Celeste lo miró fijamente, como si hubiera olvidado que Duarte existía.
Luego, lentamente, asintió.
Subieron las escaleras. Cada peldaño crujía, resonando como pasos ajenos. A mitad del camino, Valeria se detuvo y miró hacia atrás.
—¿Escucharon eso?
Duarte no quería escuchar nada más.
—No te detengas. No mires atrás. Este lugar… no está vacío.
Y tenía razón.
No estaba vacío.
Celeste lo sabía. Lo había sentido desde que cruzaron la puerta del Centro Aurora.
Había algo más ahí abajo.
Algo que no tenía forma… pero sí presencia.
Un susurro.
Una respiración.
Una figura que siempre estaba un paso detrás de ellos.
La sombra de alguien que ya no vivía…
o que nunca había dejado de estar allí.
Al llegar al nivel principal, Duarte colocó al paciente sobre una camilla de ruedas oxidada.

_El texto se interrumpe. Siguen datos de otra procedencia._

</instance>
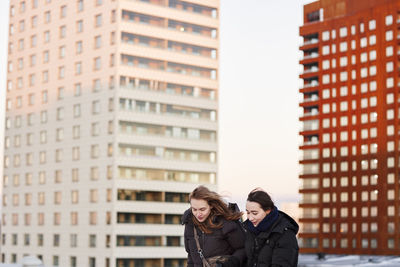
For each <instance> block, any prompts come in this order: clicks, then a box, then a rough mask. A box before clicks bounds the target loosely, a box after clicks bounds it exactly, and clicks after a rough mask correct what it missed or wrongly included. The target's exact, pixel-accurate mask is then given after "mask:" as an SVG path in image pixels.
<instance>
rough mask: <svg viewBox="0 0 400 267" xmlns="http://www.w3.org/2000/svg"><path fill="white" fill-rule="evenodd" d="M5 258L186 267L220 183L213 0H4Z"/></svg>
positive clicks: (112, 264)
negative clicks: (187, 254)
mask: <svg viewBox="0 0 400 267" xmlns="http://www.w3.org/2000/svg"><path fill="white" fill-rule="evenodd" d="M10 2H11V3H10V35H9V56H8V62H7V67H8V75H7V97H6V105H7V106H6V129H5V141H4V143H5V148H4V178H3V198H2V199H3V207H2V209H3V210H2V211H3V215H2V221H3V225H2V236H1V237H2V244H1V254H2V260H3V262H5V263H16V262H19V261H20V260H21V259H22V258H23V257H24V256H26V255H35V256H39V257H40V258H41V259H42V260H43V263H44V265H46V266H90V267H92V266H101V267H102V266H106V267H109V266H110V267H114V266H124V267H125V266H129V267H130V266H160V267H164V266H165V267H166V266H184V264H185V259H186V252H185V250H184V248H183V238H182V235H183V227H182V226H181V225H180V221H179V219H180V216H181V214H182V213H183V212H184V211H185V210H186V209H187V208H188V203H187V196H188V193H189V192H191V191H192V190H193V189H194V187H195V186H196V185H197V184H206V185H209V186H210V187H211V188H214V189H215V186H216V183H217V179H218V176H217V160H216V159H217V136H218V100H217V99H218V52H219V41H218V40H219V38H218V33H219V19H218V12H219V0H204V1H199V0H185V1H180V0H146V1H145V0H74V1H67V0H57V1H56V0H29V1H28V0H25V1H24V0H11V1H10Z"/></svg>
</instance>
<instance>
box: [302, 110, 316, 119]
mask: <svg viewBox="0 0 400 267" xmlns="http://www.w3.org/2000/svg"><path fill="white" fill-rule="evenodd" d="M318 114H319V111H318V110H315V109H314V110H312V111H310V112H304V113H303V116H302V117H303V118H304V117H310V116H316V115H318Z"/></svg>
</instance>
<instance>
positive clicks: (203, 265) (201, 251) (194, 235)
mask: <svg viewBox="0 0 400 267" xmlns="http://www.w3.org/2000/svg"><path fill="white" fill-rule="evenodd" d="M193 232H194V240H195V241H196V247H197V252H198V253H199V255H200V259H201V261H202V262H203V266H206V267H211V266H210V264H209V263H208V261H207V259H206V258H205V257H204V255H203V250H202V249H201V247H200V243H199V237H198V235H197V230H196V226H194V225H193Z"/></svg>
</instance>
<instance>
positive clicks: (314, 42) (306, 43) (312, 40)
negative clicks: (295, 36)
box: [300, 38, 319, 47]
mask: <svg viewBox="0 0 400 267" xmlns="http://www.w3.org/2000/svg"><path fill="white" fill-rule="evenodd" d="M318 42H319V40H318V39H317V38H313V39H311V40H307V41H304V42H303V44H301V45H300V47H303V46H306V45H311V44H318Z"/></svg>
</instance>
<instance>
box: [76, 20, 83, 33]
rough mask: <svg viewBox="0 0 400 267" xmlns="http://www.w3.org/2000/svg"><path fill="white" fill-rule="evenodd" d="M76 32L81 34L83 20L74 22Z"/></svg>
mask: <svg viewBox="0 0 400 267" xmlns="http://www.w3.org/2000/svg"><path fill="white" fill-rule="evenodd" d="M76 32H83V20H78V21H77V22H76Z"/></svg>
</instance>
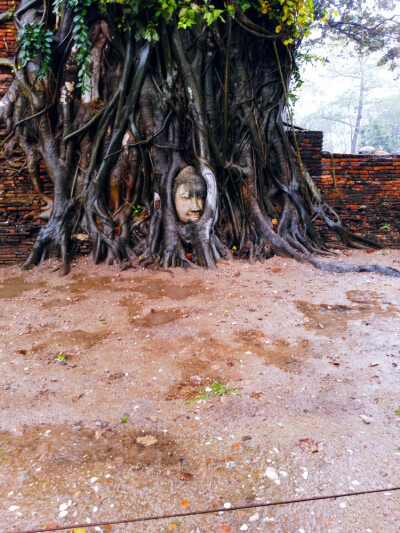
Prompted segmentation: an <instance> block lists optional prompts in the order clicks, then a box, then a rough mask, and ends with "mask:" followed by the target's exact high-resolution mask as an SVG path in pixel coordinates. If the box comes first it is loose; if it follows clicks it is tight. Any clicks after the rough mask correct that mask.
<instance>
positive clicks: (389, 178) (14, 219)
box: [0, 0, 400, 265]
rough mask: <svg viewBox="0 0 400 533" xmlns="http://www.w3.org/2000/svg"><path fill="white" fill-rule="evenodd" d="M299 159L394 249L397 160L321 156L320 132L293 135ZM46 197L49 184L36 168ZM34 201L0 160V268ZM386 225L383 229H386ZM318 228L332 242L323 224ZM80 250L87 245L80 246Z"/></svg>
mask: <svg viewBox="0 0 400 533" xmlns="http://www.w3.org/2000/svg"><path fill="white" fill-rule="evenodd" d="M15 5H16V3H15V2H14V1H13V0H0V13H1V12H5V11H8V10H10V11H12V10H13V9H14V7H15ZM15 50H16V30H15V27H14V25H13V23H12V21H10V22H6V23H3V24H2V25H1V26H0V58H1V57H3V58H12V57H13V55H14V53H15ZM12 79H13V75H12V73H11V71H10V69H9V68H7V67H4V66H0V96H2V95H3V94H4V93H5V91H6V90H7V88H8V87H9V85H10V83H11V81H12ZM296 137H297V143H298V147H299V151H300V154H301V159H302V161H303V163H304V165H305V167H306V168H307V170H308V172H309V173H310V175H311V176H312V177H313V179H314V180H315V182H316V184H317V186H318V187H319V188H320V189H321V191H322V193H323V194H324V196H325V198H326V200H327V201H328V202H329V203H330V204H331V205H332V207H333V208H334V209H335V210H336V211H337V212H338V213H339V215H340V216H341V217H342V219H343V221H344V222H345V223H346V224H347V225H348V226H350V227H351V228H353V229H357V230H359V231H361V232H362V233H365V235H366V236H368V237H370V238H373V239H379V240H380V242H381V243H382V244H383V245H384V246H386V247H399V246H400V156H389V157H387V156H384V157H382V156H380V157H377V156H354V155H338V154H334V155H333V156H332V157H331V156H330V155H329V154H325V153H324V154H323V153H322V137H323V135H322V132H314V131H307V132H306V131H302V130H299V131H297V132H296ZM41 179H42V180H43V184H44V188H45V192H46V194H49V195H51V192H52V184H51V182H50V180H49V179H48V178H47V177H46V173H45V169H44V168H42V171H41ZM39 214H40V202H39V198H38V197H37V194H36V192H35V189H34V187H33V185H32V183H31V180H30V179H29V176H28V174H27V172H26V168H25V161H24V158H23V157H22V156H15V157H14V159H13V162H12V165H11V164H10V163H7V162H6V161H5V160H4V159H0V265H6V264H15V263H19V262H21V261H23V260H24V259H25V258H26V257H27V255H28V253H29V251H30V249H31V247H32V245H33V243H34V241H35V238H36V235H37V233H38V231H39V229H40V227H41V226H42V225H43V224H44V223H45V222H44V221H42V220H40V219H39V218H38V215H39ZM387 227H388V229H386V228H387ZM319 229H320V231H321V232H322V233H325V236H326V237H327V238H328V239H333V236H332V234H331V233H329V232H328V231H326V229H325V228H324V225H322V224H321V225H320V226H319ZM80 249H81V251H82V252H87V251H88V249H89V248H88V244H87V243H86V244H82V245H81V247H80Z"/></svg>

Valeria revisó el estado del hombre como pudo, sin tener idea de medicina, pero con la urgencia de la desesperación.
Celeste permaneció de pie, sin apartar la mirada del corredor oscuro que habían dejado atrás.
—Él no está mintiendo —dijo de pronto—. Cuando dijo que Alma no salió viva… él no lo vio. Se lo dijeron. Y alguien quería que esa fuera la versión oficial.
Duarte se giró hacia ella.
—¿Cómo lo sabes?
Celeste se llevó dos dedos a la sien.
—Porque… lo sentí.
Valeria chasqueó la lengua.
—Dios mío, Celeste. ¿Ahora lees mentes?
Celeste respiró hondo.
No sabía cómo explicarlo.
Ella tampoco lo entendía.
Pero cuando el hombre habló, su mente había vibrado.
Un temblor interno.
Una imagen fugaz:
Una puerta metálica. Gritos ahogados. Un pasillo blanco iluminado por luces frías. Y alguien arrastrando a una niña por los brazos.
No sabía si era un recuerdo suyo…
o de él.
—No leo mentes —susurró—.
Solo… escucho cosas que otros no escuchan.
Duarte la observó con una mezcla de preocupación y cautela.
Era la primera vez que veía a Celeste tan vulnerable, tan confundida… y tan peligrosa.
El hombre inconsciente comenzó a convulsionar.
Valeria gritó.
—¡Duarte!
Celeste ya estaba a su lado.
—No lo toquen.
La habitación entera pareció oscurecerse, como si las sombras se alargaran hacia el cuerpo del paciente. Una energía densa emanó de su pecho, como un residuo de algo que se había incrustado en él durante demasiado tiempo.
—Lo drogaron —dijo Celeste—. Lo mantuvieron dormido. Años. Quizá más.
Duarte miró horrorizado las marcas en los brazos del hombre.
—Estos son… pinchazos recientes. Muy recientes.
Valeria se cubrió la boca.
—¿Quieres decir que alguien estuvo aquí? ¿Hace días? ¿Horas?
Celeste levantó la cabeza, con los ojos entrecerrados.
—No.
Alguien está aquí.
Todavía.
El aire se volvió más pesado.
Algo cayó en el piso del pasillo.
Un objeto metálico.
Duarte apuntó con al arma hacia la oscuridad.
—¿Quién está ahí? ¡Sal ahora mismo!
Nadie respondió.
Solo se escuchó el sonido lejano… arrastrado… como si algo se moviera por el segundo piso.
Valeria tembló.
—No estamos solos…
Celeste dio un paso adelante.
—No.
Nunca lo estuvimos.
Sus ojos reflejaban la misma oscuridad que impregnaba el edificio.
La misma que la empujaba hacia adelante.
La misma que había despertado desde que descubrió la verdad sobre Alma.
De pronto, el paciente abrió los ojos.
Valeria retrocedió con un grito.
Duarte sostuvo el arma con ambas manos.
Pero Celeste fue la única que no se movió.
Los ojos del hombre estaban vidriosos, casi blancos.